Journalism on Egypt and from Egypt is being squeezed, but there are some outlets that you can turn to for original reporting that pushes the limits - as well as both government and Muslim Brotherhood outlets giving their version of events.

Established in early 2014, Sasa Post - meaning Politician or Politico - is an online Arabic language website that aims to reflect opinion from the Egyptian streets and to challenge traditional narratives. Their most critical work has been on the Egyptian army, and the recent Suez Canal expansion. Registered in Arizona through a proxy company, the outlet has made sure its base cannot be located.

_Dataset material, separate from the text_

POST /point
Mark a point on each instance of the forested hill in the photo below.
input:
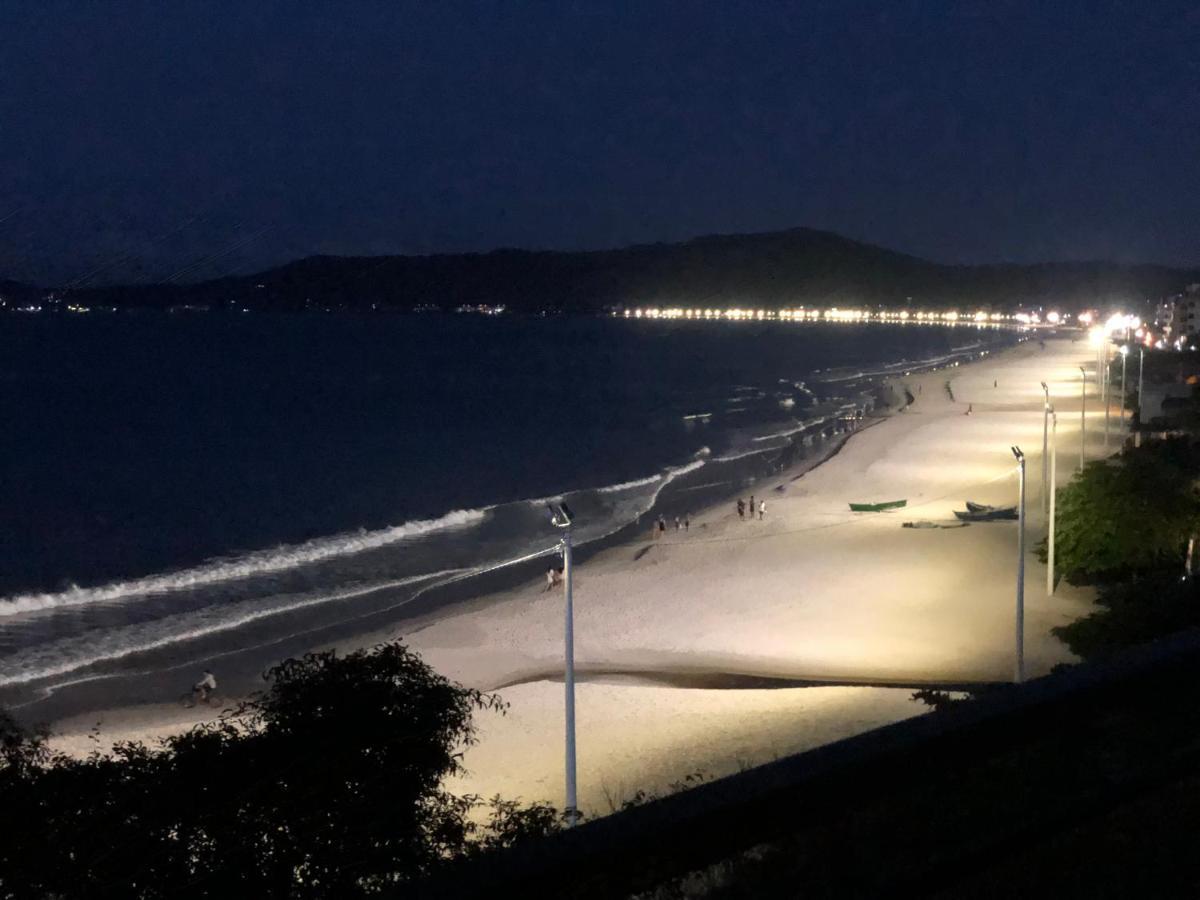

Egypt-based Al Bedaiah is an online Arabic newspaper. Its main focus tends to be reporting on political prisoners in Egypt.

Then there's Mada Masr and Arabist.net - both Cairo-based. Mada Masr is a news website written in English and Arabic, and attempts to tell the Egyptian story through journalistic practices that mainstream organizations have largely abandoned. Arabist.net - also in English, provides in-depth analysis on the politics of Egypt and the Middle East that is not seen in other Egyptian media outlets.

Then there are the sites being launched from outside of Egypt affiliated to the Muslim Brotherhood, the banned political party declared a "terrorist organisation" by the Sisi government and whose leader, Mohammed Morsi, is facing a death sentence.

Media outlets like online news portal Rassd and Satellite channel Mekameleen operate out of Turkey. They are partisan - representing the anti-Sisi narrative. In February Mekemeleen leaked secret recordings that appeared to show Egyptian officials fabricating evidence prior to the Morsi trial.

The Egyptian government is also online, pushing its narrative. This past week, 'Egypt Connects' - a new government blog was launched in English. The site aims to quote "enhance Egypt's communication with the world" and to address "inaccurate" reports about the country in international media. Foreign Minister Sehmah Shoukry said the blog gives officials, diplomats and thinkers an opportunity to exchange views.